In previous years, tourism in Kenya had collapsed: poachers destroyed wildlife, terrorism frightened guests, and even the Ebola virus in West Africa, which did not even make it to the east coast of Africa, prevented holidaymakers from traveling to Kenya.

400 poached elephants grow to 40

Experts believe that this has to do with two things. On the one hand with a recovery of the animal world. Kenya is still one of the great safari destinations: In the national parks Amboseli, Tsavo East and Tsavo West there is an elephant guarantee, in the Masai Mara, bordering the Serengeti to the north, around two million wildebeest and zebras are walking in July and August on a hike.

But this diversity also attracted poachers, in 2012 400 elephants were slaughtered for their ivory. Since the Ministry of Tourism has been responsible for the national parks, an anti-poaching campaign has been initiated. It showed success: in 2018 only 40 elephants died from illegal hunting.

For Tourism Minister Najib Balala, everything is now going according to plan: up to five million tourists are expected to come annually in 2030, and the sector already accounts for 14 percent of economic output. There are currently 1.1 million jobs in the Kenyan tourism industry. "Every eleventh tourist creates a new job in Kenya," said Balala recently at the International Tourism Fair in Berlin.

Sex tourism is booming in Kenya

Those are the official numbers, because there are also a lot of unofficial jobs - like beach boys on Kenya's coast. Alongside the safari parks, these are the East African country's second tourist hotspot. And Kenya's coasts are also known for their sex tourism, not just since the Austrian film “Paradise: Love”.

State tourism expert Jake Grieves-Cook told Reuters: "Sex tourism isn't bad, but it's definitely something we frown about."

Young black men and women together with white senior citizens - these images are omnipresent. Recently the second largest Kenyan newspaper, "The Standard", denounced exactly that: The country was keeping itself in silence about sex tourism and would accept it - and sometimes even admire the compatriots concerned.

The young Kenyans benefit financially from the respective connection - at the same time, white partners are also a status symbol. Nevertheless, the relationship is not based on love, but on money for sex, a modern form of prostitution, albeit legal. This is one of the reasons why “The Standard” describes the model as a rip-off and a fraud.

If he doesn't perform, he won't get anything to eat. End of the story.

Canadian sex tourist

While sex tourism was dominated by older white vacationers for decades, older white women are increasingly traveling to Africa for sex. The South African news network “IOL”, on the other hand, writes about female love tourism instead of female sex tourism.

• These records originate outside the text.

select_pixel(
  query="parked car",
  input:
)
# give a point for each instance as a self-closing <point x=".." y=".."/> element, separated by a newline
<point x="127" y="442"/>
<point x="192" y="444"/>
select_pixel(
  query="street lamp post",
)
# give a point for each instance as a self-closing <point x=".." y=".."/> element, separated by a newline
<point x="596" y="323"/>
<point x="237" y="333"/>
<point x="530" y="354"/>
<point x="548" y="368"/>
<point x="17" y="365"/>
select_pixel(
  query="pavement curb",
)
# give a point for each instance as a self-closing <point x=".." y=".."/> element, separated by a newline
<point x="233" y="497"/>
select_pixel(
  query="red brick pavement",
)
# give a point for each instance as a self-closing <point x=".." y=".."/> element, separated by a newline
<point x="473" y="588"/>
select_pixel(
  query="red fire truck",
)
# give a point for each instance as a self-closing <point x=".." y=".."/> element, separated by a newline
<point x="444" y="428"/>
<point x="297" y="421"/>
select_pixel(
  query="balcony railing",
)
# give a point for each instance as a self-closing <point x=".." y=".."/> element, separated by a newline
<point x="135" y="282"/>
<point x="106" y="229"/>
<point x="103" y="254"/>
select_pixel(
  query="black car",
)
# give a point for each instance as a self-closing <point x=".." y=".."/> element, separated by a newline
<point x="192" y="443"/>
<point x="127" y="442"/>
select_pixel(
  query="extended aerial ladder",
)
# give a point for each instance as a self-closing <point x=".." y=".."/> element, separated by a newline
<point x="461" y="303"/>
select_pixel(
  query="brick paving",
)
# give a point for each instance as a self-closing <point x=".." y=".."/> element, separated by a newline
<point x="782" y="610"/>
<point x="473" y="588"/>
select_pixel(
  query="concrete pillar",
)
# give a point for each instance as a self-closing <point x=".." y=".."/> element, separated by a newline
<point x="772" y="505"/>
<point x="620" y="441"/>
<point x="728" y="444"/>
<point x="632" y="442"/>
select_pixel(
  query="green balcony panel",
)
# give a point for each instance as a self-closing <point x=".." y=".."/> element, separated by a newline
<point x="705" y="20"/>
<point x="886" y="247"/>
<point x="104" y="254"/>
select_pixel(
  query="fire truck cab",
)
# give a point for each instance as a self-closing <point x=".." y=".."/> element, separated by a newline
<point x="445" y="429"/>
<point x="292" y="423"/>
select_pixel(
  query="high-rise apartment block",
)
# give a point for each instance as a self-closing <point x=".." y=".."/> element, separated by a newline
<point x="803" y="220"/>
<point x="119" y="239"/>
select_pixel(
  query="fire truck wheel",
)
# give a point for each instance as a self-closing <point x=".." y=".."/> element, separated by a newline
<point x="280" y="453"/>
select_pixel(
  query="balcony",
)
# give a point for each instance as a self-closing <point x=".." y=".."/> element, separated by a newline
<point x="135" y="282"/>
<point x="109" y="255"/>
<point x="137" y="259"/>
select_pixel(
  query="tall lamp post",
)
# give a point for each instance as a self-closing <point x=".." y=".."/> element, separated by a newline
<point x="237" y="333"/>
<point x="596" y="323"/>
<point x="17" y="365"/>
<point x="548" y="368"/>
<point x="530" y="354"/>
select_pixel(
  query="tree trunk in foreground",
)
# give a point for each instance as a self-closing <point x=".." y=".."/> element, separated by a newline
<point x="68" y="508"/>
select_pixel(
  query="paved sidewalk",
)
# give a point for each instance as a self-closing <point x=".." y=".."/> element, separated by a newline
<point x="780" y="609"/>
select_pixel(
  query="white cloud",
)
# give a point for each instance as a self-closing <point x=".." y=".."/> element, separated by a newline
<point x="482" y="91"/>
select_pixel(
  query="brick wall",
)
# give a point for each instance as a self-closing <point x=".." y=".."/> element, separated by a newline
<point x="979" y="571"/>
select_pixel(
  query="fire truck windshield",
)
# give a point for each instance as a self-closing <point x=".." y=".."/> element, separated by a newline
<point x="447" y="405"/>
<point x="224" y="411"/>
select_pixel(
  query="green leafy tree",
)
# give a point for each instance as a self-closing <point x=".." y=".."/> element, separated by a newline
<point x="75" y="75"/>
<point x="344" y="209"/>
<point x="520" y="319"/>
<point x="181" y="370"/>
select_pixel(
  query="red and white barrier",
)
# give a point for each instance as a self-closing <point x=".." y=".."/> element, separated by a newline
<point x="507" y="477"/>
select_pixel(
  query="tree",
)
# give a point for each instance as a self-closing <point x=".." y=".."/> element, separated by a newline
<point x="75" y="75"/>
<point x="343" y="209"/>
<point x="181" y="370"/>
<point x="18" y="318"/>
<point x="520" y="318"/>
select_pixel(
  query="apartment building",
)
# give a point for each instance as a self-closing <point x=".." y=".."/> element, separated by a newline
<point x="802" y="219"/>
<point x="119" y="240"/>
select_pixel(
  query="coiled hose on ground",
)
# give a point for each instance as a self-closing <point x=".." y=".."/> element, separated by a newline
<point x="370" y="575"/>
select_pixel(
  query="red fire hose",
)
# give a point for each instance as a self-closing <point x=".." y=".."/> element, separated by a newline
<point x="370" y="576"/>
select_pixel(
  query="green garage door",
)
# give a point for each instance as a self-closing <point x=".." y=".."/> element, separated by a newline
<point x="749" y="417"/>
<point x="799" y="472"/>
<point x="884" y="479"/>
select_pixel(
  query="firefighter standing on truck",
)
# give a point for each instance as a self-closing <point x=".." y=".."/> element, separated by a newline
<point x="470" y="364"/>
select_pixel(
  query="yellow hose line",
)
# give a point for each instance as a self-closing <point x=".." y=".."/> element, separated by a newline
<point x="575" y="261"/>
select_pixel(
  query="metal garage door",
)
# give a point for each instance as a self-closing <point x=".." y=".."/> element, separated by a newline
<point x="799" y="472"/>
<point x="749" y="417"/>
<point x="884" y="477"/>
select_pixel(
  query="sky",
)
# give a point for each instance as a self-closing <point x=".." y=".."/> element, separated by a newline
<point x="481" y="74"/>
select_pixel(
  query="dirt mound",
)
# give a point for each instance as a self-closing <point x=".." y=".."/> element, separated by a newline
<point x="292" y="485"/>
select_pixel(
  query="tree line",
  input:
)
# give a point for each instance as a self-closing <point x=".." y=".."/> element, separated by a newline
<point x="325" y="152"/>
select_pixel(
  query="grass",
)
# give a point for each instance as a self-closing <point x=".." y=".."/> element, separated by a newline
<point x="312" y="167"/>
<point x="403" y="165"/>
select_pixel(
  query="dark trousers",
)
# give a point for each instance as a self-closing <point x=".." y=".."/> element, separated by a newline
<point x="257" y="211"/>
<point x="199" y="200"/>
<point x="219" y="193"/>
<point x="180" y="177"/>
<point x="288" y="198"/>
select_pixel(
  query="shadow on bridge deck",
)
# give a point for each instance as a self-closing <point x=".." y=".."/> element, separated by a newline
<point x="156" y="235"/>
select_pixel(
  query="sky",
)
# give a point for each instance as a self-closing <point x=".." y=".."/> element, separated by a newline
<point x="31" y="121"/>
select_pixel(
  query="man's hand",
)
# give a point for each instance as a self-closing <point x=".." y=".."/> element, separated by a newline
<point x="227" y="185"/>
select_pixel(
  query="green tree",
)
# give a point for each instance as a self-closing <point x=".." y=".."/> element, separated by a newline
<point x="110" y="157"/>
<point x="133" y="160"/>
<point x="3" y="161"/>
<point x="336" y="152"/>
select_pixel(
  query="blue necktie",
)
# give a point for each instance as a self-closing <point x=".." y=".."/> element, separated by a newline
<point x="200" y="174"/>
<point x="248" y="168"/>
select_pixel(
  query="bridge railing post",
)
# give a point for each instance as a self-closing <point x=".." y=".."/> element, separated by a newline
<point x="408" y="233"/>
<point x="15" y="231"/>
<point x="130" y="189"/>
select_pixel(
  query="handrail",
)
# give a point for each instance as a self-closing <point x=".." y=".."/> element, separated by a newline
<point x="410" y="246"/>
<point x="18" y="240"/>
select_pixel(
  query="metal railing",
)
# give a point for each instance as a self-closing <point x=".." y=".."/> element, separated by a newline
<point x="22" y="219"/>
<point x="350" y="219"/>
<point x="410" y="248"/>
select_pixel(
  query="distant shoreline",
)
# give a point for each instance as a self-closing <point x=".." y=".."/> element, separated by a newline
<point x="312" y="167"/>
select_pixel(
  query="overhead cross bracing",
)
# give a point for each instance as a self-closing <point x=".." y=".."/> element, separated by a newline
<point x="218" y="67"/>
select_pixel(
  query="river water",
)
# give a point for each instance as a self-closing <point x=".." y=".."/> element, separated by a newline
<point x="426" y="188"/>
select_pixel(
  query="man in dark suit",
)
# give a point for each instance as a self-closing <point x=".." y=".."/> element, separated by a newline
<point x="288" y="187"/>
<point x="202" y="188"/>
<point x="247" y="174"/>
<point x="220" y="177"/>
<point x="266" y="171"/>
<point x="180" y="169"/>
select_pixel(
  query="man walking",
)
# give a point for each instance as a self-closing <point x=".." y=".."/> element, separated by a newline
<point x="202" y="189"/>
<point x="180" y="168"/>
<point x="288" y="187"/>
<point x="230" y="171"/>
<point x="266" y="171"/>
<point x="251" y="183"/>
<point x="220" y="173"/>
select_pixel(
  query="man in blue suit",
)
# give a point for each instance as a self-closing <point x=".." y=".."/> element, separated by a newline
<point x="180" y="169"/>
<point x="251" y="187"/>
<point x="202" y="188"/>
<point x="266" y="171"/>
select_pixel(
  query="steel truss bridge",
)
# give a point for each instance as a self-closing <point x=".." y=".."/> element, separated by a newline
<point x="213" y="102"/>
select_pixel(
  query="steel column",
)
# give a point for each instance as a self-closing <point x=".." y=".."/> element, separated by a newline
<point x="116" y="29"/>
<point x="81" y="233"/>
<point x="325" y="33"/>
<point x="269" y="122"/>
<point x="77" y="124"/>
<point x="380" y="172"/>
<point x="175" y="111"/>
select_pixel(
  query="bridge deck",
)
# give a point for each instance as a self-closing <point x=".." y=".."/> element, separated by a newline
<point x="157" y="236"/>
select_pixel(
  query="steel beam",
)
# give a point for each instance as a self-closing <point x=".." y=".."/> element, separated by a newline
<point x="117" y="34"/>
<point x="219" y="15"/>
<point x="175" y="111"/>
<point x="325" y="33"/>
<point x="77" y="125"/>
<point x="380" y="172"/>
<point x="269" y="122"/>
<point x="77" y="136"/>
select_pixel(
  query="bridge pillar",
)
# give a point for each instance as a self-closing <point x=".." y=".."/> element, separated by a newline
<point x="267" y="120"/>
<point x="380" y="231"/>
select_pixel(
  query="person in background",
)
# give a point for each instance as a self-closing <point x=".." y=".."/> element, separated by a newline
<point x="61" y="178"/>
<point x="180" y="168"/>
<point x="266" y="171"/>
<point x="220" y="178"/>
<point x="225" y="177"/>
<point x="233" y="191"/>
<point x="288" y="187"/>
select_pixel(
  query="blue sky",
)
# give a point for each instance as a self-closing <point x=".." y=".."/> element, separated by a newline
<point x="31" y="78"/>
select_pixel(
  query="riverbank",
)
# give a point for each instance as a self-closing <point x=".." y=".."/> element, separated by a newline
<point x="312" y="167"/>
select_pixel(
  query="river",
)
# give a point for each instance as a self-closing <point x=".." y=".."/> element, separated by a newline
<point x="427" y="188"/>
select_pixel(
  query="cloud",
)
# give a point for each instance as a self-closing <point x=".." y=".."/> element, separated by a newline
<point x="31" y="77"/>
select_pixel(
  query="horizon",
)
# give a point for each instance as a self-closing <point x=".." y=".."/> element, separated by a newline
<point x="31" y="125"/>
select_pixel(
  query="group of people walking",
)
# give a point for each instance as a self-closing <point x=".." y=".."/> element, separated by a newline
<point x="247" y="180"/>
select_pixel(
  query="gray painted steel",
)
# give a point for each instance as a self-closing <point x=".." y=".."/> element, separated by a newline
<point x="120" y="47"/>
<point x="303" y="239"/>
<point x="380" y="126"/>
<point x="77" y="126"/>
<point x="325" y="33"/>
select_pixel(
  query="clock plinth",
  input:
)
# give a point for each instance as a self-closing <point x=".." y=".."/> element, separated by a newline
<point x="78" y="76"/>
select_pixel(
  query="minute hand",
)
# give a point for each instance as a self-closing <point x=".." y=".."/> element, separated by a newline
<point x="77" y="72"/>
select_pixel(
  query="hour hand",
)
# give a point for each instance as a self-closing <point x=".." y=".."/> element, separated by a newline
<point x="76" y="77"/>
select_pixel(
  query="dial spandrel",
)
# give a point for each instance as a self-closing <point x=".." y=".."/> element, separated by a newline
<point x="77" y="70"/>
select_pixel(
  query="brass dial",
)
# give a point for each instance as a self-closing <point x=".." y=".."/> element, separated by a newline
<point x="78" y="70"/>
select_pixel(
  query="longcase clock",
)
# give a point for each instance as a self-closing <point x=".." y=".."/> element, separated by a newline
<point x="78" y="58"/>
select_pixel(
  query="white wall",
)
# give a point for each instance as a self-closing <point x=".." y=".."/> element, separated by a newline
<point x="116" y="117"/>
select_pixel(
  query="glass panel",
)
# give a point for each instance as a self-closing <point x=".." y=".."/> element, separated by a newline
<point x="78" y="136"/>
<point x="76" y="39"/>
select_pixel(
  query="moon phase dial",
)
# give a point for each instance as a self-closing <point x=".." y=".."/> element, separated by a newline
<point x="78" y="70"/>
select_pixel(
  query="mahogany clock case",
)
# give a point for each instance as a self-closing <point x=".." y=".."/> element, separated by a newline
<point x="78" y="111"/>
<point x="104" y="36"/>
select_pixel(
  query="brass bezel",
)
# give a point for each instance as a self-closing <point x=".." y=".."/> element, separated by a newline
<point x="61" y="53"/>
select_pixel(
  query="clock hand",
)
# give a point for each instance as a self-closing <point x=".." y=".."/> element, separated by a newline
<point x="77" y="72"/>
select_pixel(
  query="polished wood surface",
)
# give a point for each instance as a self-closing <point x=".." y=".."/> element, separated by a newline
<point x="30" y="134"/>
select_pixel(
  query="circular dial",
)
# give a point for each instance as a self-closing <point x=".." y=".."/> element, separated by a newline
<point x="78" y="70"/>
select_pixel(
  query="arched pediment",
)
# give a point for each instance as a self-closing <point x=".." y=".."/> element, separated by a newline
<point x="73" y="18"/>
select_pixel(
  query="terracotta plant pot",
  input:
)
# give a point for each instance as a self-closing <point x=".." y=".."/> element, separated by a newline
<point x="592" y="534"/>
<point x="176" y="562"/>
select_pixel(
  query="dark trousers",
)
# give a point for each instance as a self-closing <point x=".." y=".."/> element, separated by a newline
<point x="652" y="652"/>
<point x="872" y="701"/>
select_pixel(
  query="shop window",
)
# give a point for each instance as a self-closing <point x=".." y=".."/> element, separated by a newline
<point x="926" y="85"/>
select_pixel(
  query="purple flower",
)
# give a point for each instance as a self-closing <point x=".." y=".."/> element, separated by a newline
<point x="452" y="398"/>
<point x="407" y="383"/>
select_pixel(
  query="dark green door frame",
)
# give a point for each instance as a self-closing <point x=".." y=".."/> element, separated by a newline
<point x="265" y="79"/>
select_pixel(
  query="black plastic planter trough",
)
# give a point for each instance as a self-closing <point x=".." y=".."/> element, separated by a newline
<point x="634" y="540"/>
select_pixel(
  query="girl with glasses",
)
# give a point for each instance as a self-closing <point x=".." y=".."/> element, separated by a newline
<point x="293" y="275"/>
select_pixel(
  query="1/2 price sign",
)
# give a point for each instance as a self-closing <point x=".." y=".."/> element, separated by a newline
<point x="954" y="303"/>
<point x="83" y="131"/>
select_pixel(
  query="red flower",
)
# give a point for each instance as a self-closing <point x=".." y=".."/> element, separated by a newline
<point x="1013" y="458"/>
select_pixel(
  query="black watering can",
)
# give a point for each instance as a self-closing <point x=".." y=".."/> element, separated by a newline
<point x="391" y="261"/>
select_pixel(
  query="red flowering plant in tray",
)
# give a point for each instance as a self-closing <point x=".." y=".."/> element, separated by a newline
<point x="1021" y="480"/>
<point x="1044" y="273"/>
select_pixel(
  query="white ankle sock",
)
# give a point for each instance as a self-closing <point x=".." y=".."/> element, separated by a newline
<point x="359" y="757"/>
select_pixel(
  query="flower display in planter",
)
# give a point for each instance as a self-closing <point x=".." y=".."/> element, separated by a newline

The critical online magazine "The African Exponent" writes that sex tourism is another form of racism, dependence and power and a return to the colonial past. One Canadian woman stated, for example: “If he doesn't perform, he won't get anything to eat. End of the story. "

Kenya is the third most visited country in sub-Saharan Africa, only South Africa and Nigeria recorded more tourists in 2018 - albeit with a smaller increase. Globally, Sub-Saharan Africa is the second fastest growing region in terms of tourism. Nigeria is also known for its sex tourism.